В последние годы жизни Дали охотно обращается к фотографии, вплоть до того, что копирует ее; само по себе это не редкость для авангарда. В 1952 году он создает новый метод — «метод нуклеарного мистицизма». Выставки Дали показаны в Лондоне, Глазго, Риме, Венеции, Милане. В 1955 году, продолжая старые традиции, художник читает лекции в Сорбонне под названием «Феноменологические аспекты параноико-критического метода», где особое внимание уделяет отдельным произведениям Вермера.
Уолт Дисней предлагает Дали сотрудничество в производстве ряда фильмов, в частности кинокартины «Дон Кихот». Эта тема фильма нашла отражение во многих виртуозных рисунках мастера. Однако его манит зоркость фотоглаза, о чем он писал еще в 20—30-е годы. С 1972 года он делает «стереоскопические фотографии» и увлекается галографией, дающей «третье измерение».

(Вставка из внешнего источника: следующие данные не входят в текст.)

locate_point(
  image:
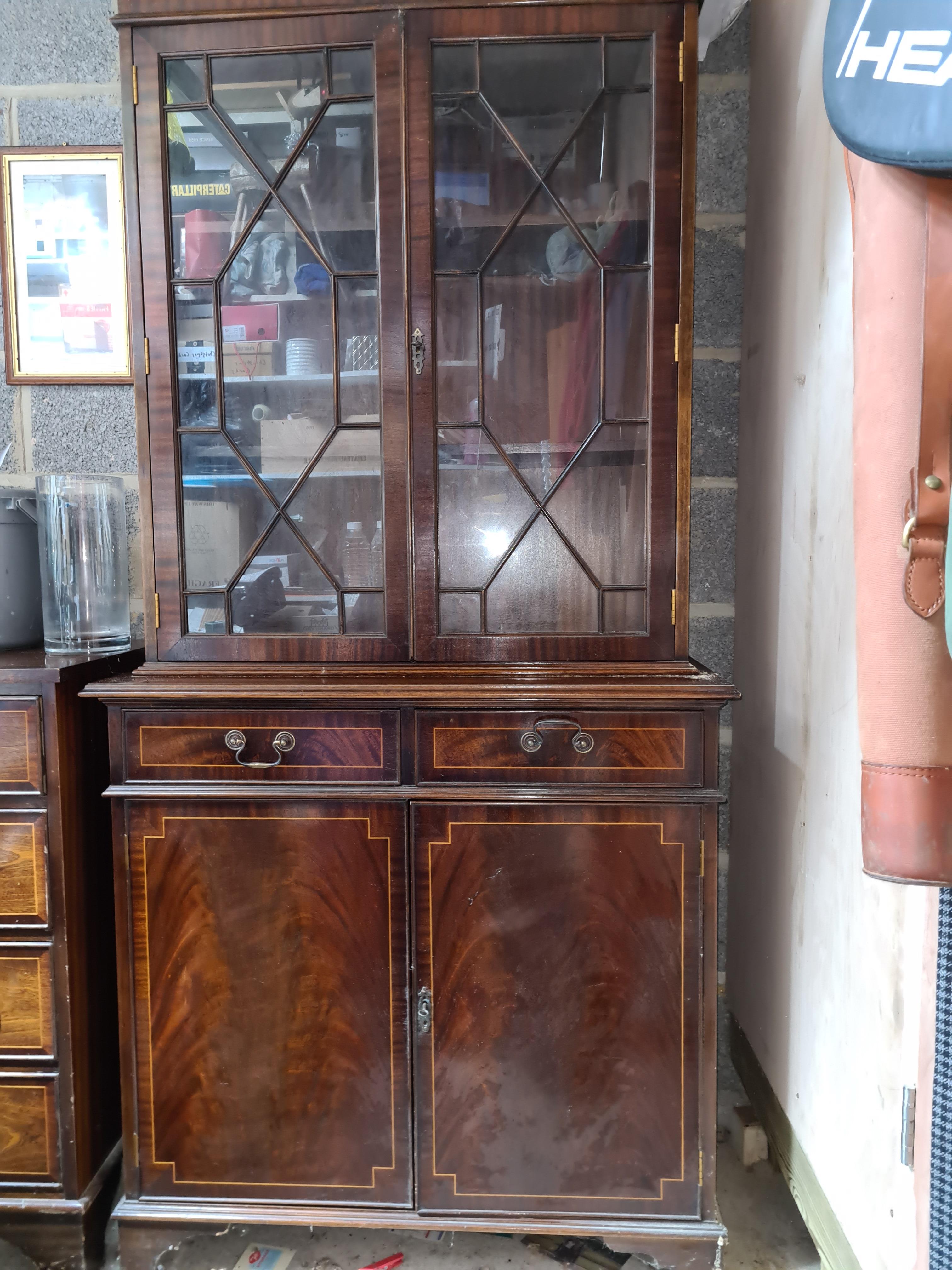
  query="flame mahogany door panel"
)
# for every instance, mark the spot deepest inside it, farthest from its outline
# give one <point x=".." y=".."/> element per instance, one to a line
<point x="271" y="1000"/>
<point x="562" y="949"/>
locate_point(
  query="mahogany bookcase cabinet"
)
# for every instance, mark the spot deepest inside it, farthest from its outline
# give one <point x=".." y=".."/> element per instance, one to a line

Конфликт со «старыми сюрреалистами» не затихает, художник протестует против того, чтобы его произведения были показаны на ретроспективе сюрреалистического искусства в 1960 году.
Однако активность Дали не уменьшается. В 1967 году он произносит речь «В честь Мейссонье», а в 1968 году читает лекцию «Моя культурная революция». Еще раньше появились его «Манифест антиматерии», картина «Антипротон Успение». В картине «Голова Рафаэля» (1951) показаны сгустки искореженной материи, внутри которой возникает образ интерьера пантеона в Риме. Как всегда, Дали пытается соединить невозможное: атом, религию и интерес к классическому наследию. Дали много внимания уделял рисунку, достигнув вершин свободной импровизации. Вызывают интерес серии «Траян» и «Дон Кихот».
В 1974 году, вложив все свои средства, художник открывает Театр-музей в Фигерасе, с тем чтобы это место превратилось в Мекку для любителей современного искусства, сам же называл его «последним мавзолеем старой Испании». После смерти Галы художник все больше и больше замыкался в себе; контакты с внешним миром были почти прерваны. Даже пожар собственного дома не мог вывести его из равновесия. В 1989 году скончался в полном одиночестве один из самых оригинальных интерпретаторов самочувствия и самосознания людей XX столетия.